Voltando à referida comissão parlamentar de inquérito, que conclusões podem já ser retiradas das várias audições realizadas até ao momento, e das responsabilidades que cabem aos Governos do PS e, também, do PSD na forma como a companhia aérea tem sido gerida?
A TAP é um caso de estudo, pois sabemos das dificuldades associadas ao transporte aéreo, especialmente nos tempos que passaram. Não é um caso único, também há outras companhias aéreas de bandeira que vão fechando, na Suíça, em Itália, na Bélgica, etc. Mas temos outras companhias muito bem geridas. E ainda por cima quando Portugal tem um mercado específico, que é o africano e o sul-americano, e até, de alguma maneira, um crescimento nos últimos anos, por opção, no mercado da América do Norte, que leva a que Portugal tenha uma boa plataforma de desenvolvimento desse transporte aéreo. Sabemos, também, a importância do ‘hub’ em Portugal, enquanto plataforma giratória dessas mesmas viagens. E aquilo que não percebemos é porque é que, havendo companhias que, na mesma situação, são rentáveis, a TAP não pode sê-lo. Há muitos erros de base anteriores: houve o erro do negócio de manutenção no Brasil, bem como outros, e numa companhia de bandeira há sempre preços políticos a pagar, até em relação aos transportes para as ilhas e outras situações do género. É evidente que sabemos disso tudo. Mas isso não justifica os prejuízos loucos que a TAP tem dado.
A quem cabe a responsabilidade por esses resultados?

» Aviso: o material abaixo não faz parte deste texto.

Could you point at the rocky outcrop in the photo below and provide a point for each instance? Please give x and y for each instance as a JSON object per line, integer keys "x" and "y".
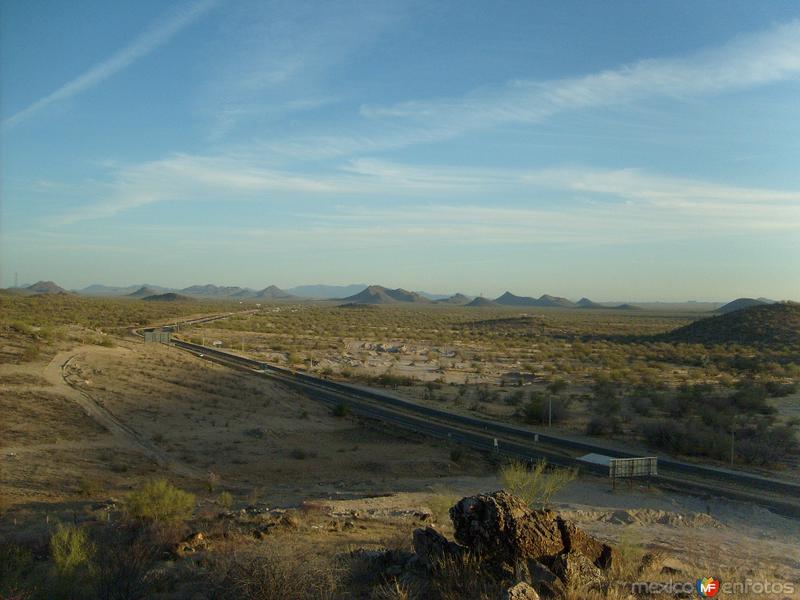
{"x": 536, "y": 553}
{"x": 501, "y": 528}
{"x": 431, "y": 547}
{"x": 521, "y": 591}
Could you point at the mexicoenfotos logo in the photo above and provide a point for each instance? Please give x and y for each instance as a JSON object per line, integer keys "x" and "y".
{"x": 707, "y": 587}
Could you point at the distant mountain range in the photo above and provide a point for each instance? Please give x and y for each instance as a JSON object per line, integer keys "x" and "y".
{"x": 374, "y": 295}
{"x": 207, "y": 291}
{"x": 40, "y": 288}
{"x": 766, "y": 324}
{"x": 741, "y": 303}
{"x": 377, "y": 294}
{"x": 325, "y": 292}
{"x": 168, "y": 297}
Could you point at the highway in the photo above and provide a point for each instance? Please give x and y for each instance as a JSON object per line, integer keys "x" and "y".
{"x": 781, "y": 496}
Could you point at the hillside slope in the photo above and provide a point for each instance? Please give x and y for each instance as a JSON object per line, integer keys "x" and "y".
{"x": 762, "y": 325}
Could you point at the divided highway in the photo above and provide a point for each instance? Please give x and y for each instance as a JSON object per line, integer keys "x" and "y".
{"x": 779, "y": 495}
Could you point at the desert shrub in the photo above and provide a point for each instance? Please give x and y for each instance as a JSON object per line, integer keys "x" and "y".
{"x": 160, "y": 501}
{"x": 516, "y": 398}
{"x": 776, "y": 389}
{"x": 225, "y": 500}
{"x": 16, "y": 563}
{"x": 603, "y": 425}
{"x": 73, "y": 555}
{"x": 212, "y": 481}
{"x": 124, "y": 565}
{"x": 88, "y": 487}
{"x": 456, "y": 578}
{"x": 751, "y": 397}
{"x": 537, "y": 409}
{"x": 535, "y": 486}
{"x": 275, "y": 572}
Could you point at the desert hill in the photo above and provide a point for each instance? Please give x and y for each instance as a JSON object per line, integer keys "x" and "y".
{"x": 321, "y": 291}
{"x": 144, "y": 292}
{"x": 509, "y": 299}
{"x": 761, "y": 325}
{"x": 586, "y": 303}
{"x": 457, "y": 299}
{"x": 168, "y": 297}
{"x": 213, "y": 291}
{"x": 739, "y": 304}
{"x": 272, "y": 292}
{"x": 377, "y": 294}
{"x": 481, "y": 302}
{"x": 45, "y": 287}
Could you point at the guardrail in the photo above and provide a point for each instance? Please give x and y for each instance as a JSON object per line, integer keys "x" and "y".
{"x": 491, "y": 427}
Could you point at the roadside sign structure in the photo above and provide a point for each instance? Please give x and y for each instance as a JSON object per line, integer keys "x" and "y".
{"x": 625, "y": 468}
{"x": 628, "y": 468}
{"x": 157, "y": 336}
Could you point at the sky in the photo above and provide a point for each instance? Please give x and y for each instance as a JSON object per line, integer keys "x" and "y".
{"x": 619, "y": 150}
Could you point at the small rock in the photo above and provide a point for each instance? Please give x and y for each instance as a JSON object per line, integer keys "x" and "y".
{"x": 577, "y": 571}
{"x": 431, "y": 546}
{"x": 521, "y": 591}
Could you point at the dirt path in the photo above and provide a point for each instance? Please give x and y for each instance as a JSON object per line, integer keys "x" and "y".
{"x": 55, "y": 374}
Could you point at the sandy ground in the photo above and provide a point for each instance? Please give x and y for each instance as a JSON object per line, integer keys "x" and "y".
{"x": 93, "y": 422}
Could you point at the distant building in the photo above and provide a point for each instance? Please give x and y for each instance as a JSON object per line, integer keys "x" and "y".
{"x": 157, "y": 336}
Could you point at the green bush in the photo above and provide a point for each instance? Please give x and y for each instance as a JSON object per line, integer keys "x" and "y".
{"x": 225, "y": 500}
{"x": 73, "y": 555}
{"x": 160, "y": 501}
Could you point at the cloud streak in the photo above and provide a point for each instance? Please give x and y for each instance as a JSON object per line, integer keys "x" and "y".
{"x": 157, "y": 35}
{"x": 747, "y": 61}
{"x": 571, "y": 202}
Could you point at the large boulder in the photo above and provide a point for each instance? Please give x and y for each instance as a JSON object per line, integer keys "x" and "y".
{"x": 501, "y": 528}
{"x": 537, "y": 547}
{"x": 431, "y": 547}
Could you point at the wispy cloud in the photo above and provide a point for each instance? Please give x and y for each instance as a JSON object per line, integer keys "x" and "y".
{"x": 623, "y": 202}
{"x": 285, "y": 59}
{"x": 158, "y": 34}
{"x": 747, "y": 61}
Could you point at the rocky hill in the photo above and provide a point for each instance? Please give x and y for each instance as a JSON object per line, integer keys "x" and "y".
{"x": 377, "y": 294}
{"x": 168, "y": 297}
{"x": 509, "y": 299}
{"x": 739, "y": 304}
{"x": 457, "y": 299}
{"x": 144, "y": 292}
{"x": 762, "y": 325}
{"x": 272, "y": 293}
{"x": 481, "y": 302}
{"x": 45, "y": 287}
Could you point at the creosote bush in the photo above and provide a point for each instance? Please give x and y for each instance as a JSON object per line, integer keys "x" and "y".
{"x": 73, "y": 555}
{"x": 161, "y": 502}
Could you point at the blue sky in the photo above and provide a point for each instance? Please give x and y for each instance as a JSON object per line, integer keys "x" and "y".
{"x": 618, "y": 150}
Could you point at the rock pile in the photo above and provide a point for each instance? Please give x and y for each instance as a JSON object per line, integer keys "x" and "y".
{"x": 535, "y": 552}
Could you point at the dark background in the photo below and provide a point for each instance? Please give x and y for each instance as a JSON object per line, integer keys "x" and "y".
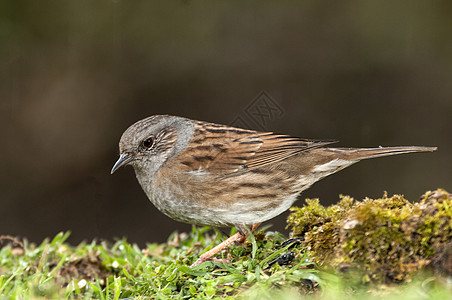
{"x": 75, "y": 74}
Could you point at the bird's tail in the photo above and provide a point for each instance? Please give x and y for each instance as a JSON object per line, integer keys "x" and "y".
{"x": 364, "y": 153}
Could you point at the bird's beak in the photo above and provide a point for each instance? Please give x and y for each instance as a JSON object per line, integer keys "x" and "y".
{"x": 123, "y": 159}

A TAP, nos anos em que esteve privatizada até à decisão tomada pelo Governo de António Costa, na anterior legislatura, foi uma companhia rentável na parte privada. Isto com novos aviões, com novos destinos. Então, porque é que, se na parte privada conseguimos ter lucro, por que é que as empresas públicas não o têm fazendo rigorosamente o mesmo? Qual é o erro de base? O erro de base passa pela disponibilidade e pela não existência de qualquer controlo. Porque se eu for administrador de uma empresa privada, tenho de prestar contas aos acionistas e sei que isso me pode custar o lugar. Os bancos, as companhias de transportes e as empresas que, antigamente, tinham dificuldades e que eram públicas, no dia em que foram privatizadas, deixaram de ter essas dificuldades. Mas será só da diferença de natureza? Não. É humano, as pessoas têm de ter incentivos, controlo e objetivos bem claros e bem definidos com uma atuação estratégica e, como é evidente, o facto de pertencer ao público não significa, nem melhor gestão, nem uma gestão mais aproximada dos interesses dos cidadãos.

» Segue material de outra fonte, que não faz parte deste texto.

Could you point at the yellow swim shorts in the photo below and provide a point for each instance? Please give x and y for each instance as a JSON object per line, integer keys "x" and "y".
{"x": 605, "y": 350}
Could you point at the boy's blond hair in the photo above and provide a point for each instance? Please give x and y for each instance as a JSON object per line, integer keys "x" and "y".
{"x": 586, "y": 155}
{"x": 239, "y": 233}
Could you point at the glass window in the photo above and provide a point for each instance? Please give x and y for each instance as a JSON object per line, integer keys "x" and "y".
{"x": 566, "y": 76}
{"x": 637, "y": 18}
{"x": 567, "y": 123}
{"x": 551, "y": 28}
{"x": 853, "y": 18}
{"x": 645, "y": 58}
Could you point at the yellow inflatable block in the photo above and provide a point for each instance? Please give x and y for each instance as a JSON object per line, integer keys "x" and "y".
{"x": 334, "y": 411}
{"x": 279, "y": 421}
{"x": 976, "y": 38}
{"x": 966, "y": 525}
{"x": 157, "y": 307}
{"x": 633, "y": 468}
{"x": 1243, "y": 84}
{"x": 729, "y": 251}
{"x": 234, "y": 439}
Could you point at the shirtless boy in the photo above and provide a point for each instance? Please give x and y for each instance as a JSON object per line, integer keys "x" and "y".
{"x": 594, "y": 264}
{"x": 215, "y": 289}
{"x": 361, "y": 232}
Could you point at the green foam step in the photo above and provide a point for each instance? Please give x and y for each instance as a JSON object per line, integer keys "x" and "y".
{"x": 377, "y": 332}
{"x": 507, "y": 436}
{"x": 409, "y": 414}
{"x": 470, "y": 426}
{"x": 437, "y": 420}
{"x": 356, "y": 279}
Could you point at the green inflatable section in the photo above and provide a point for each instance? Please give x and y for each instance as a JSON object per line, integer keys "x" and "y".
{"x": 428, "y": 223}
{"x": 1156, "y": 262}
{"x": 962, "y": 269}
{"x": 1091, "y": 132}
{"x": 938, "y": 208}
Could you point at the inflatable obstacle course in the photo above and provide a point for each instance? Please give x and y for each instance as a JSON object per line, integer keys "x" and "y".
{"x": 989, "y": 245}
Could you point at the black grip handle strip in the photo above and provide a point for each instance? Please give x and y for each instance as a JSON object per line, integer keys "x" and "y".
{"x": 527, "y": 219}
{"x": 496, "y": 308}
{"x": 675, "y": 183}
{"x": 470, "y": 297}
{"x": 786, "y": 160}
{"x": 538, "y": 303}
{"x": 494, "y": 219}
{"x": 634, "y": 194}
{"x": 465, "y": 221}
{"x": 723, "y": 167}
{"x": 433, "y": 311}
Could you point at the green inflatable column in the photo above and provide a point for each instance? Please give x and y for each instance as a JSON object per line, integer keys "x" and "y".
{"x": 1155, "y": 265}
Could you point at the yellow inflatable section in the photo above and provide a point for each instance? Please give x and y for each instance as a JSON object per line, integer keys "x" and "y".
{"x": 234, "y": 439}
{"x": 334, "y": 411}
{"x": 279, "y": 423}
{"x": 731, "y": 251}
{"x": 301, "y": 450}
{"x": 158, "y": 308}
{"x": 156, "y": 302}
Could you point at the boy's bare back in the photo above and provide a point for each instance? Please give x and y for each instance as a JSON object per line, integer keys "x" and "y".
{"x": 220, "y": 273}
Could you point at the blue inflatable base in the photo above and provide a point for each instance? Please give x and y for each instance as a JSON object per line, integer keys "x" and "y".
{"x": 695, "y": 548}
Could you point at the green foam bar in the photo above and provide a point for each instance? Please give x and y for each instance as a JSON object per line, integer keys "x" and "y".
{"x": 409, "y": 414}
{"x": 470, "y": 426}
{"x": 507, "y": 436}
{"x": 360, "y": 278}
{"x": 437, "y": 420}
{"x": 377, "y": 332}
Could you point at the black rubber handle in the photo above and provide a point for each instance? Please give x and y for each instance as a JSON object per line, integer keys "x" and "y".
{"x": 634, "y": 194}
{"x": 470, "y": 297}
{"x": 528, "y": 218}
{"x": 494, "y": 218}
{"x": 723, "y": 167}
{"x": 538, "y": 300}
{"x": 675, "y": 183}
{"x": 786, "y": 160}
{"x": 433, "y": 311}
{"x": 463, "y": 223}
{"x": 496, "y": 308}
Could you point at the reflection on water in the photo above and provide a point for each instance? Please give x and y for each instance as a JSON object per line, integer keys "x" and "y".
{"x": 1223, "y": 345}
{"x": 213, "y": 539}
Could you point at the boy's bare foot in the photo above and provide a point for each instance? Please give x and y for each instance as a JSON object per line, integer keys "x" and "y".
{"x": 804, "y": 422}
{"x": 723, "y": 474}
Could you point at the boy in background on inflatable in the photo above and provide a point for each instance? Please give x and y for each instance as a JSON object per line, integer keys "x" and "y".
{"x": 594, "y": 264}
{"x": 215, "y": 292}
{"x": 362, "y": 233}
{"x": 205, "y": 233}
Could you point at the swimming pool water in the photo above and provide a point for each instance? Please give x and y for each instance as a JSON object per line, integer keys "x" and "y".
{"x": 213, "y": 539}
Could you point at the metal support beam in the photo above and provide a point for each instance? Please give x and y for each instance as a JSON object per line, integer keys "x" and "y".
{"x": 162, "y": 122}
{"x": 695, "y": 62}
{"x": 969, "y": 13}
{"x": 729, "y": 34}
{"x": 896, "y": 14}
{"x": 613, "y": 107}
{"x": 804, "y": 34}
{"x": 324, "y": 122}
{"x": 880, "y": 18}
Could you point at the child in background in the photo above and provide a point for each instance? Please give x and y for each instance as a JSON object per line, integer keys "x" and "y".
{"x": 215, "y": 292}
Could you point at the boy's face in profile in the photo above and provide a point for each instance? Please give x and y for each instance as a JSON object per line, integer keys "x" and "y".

Aliás, o facto de se ser administrador de uma empresa pública significa que, em primeiro lugar, sou nomeado e demitido por razões políticas, e não por critérios que tenham a ver com a eficácia, a capacidade de gestão ou o conhecimento do setor. E depois, independentemente da situação, nunca me serão atribuídas responsabilidades, porque terei sempre uma justificação qualquer - ou de amizade, ou de antipatia por razões políticas - para justificar a minha entrada ou a minha saída.
Se me perguntassem pela principal característica em falta na liderança do PSD, eu diria que seria falta de carisma.
Um barómetro recente da Aximage veio dar conta de que, apesar de tudo isto, mais de metade dos inquiridos consideram que, em caso de eleições antecipadas, o PSD de Luís Montenegro não tem condições para ser alternativa ao PS de António Costa. O que nos diz isto sobre o trabalho que tem sido feito pelo atual líder social-democrata?
Sou suspeito sobre isso. Se me perguntassem pela principal característica em falta na liderança do PSD, eu diria que seria falta de carisma. Acima de tudo, falta de liderança e de determinação relativamente ao objetivo. Ninguém percebe, em Portugal, quais são os objetivos e o que quer Luís Montenegro para o país. Ou seja, qual é o sonho que tem. Acho que as pessoas são capazes de mudar quando têm um sonho: um sonho alternativo, ou por antítese, qualquer que ele seja. Têm de ter alguma coisa que os leve a acreditar e a ir por aí. Foi assim com Francisco Sá Carneiro, com Aníbal Cavaco Silva e até, depois, com Durão Barroso. Mas foi assim, também, com Mário Soares, quando ganhou as eleições, com António Guterres e até com José Sócrates, em 2005. Essa é a principal característica: as pessoas verem algum desígnio nacional, algum sonho. É pensarmos que estamos numa certa situação, mas que por aquele caminho vai ser melhor.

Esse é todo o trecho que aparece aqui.